Buiten opgestelde koelinstallaties, in de nabijheid van woningen, moeten meestal in een geluiddempende omkasting worden geplaatst.
Lucht toevoer- en luchtafvoer openingen worden dan voorzien van speciale geluiddempende roosters of coulissendempers. 
Er moeten altijd voldoende koelopeningen aanwezig zijn. Koelopeningen zijn echter weer geluidslekken. Geluidslekken vragen om geluiddemping en deze vergroten weer de luchtweerstand. Daarom kan weer een extra ventilator noodzakelijk zijn, die weer extra geluid maakt.
Kortom: Een goed ontwerp van een omkasting is onontbeerlijk voor voldoende koeling en een goede geluiddemping.

Alvorens het zinvol is om een geluiddempende omkasting aan te brengen moeten installaties eerst door een (STEK gecertificeerde) koelinstallateur worden nagekeken.
Overigens mogen installaties met koelmiddelen uitsluitend door een STEK erkend koelinstallateur worden onderhouden. Zie hiervoor de Stekcheck.
  • Gillende en piepende ventilatoren moeten worden gerepareerd.
  • Het mee resoneren van omkastingen en ventilatieroosters moet worden verholpen.
  • Koelinstallaties moeten zijn opgesteld op trillingsdempers en geheel vrij staan van de omliggende (bouw)constructies.
  • Als een koelinstallatie op een houten constructie (dak) staat, dan veroorzaakt dit gegarandeerd geluidsoverlast door het resoneren van het dak.  Om dit te voorkomen moet de installatie worden geplaatst op stalen veren op een zware ondergrond. Bij kleinere koelinstallaties voldoet het vaak om onder iedere stelen veer een dubbele laag betontegels van 60x60x6 cm te plaatsen. De betontegels moeten wel op de draagbalken worden geplaatst. Dit geeft de minste resonantie. Als de aftand tussen de draagbalken te groot is kan dit worden opgelost met een stalen frame. 

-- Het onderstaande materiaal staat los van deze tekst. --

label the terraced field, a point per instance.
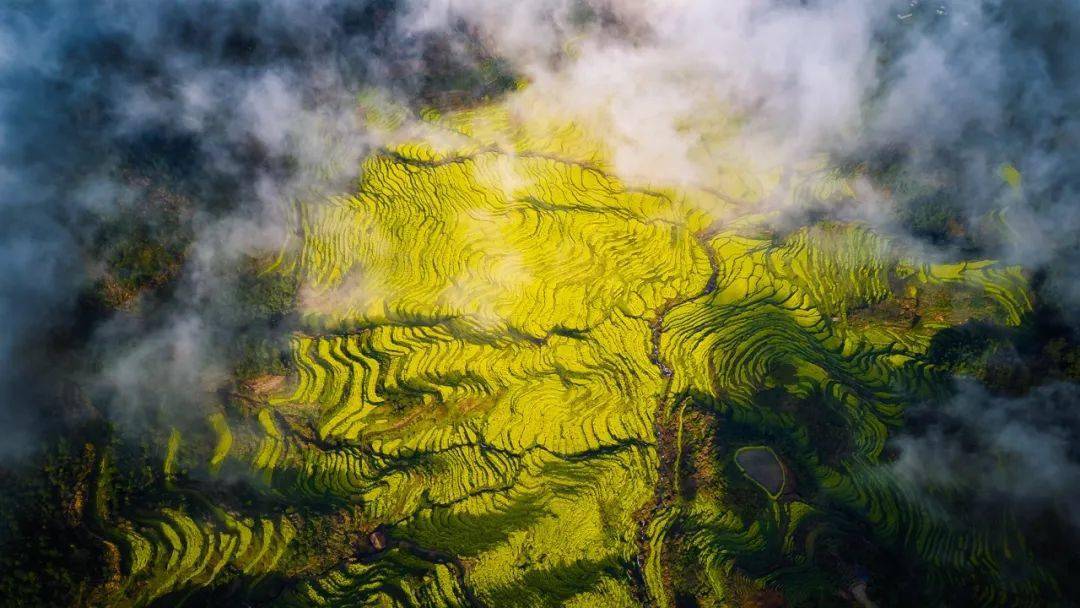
(522, 381)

  • Om te voorkomen dat een (bouw) constructie de trillingen doorgeeft, mogen koelleidingen alleen met speciale trillingdempende beugels aan de (bouw)constructie worden bevestigd.
  • Ook leidingen die door (bouw)constructies worden gevoerd, moeten geheel vrij liggen. Dit kan worden gerealiseerd door de leidingen in de doorvoer te bekleden met bijvoorbeeld mineraalwol isolatieschalen.
  • De koelinstallateur dient te berekenen of compensatoren noodzakelijk zijn om de thermische lengteverandering van de leidingen op te kunnen vangen.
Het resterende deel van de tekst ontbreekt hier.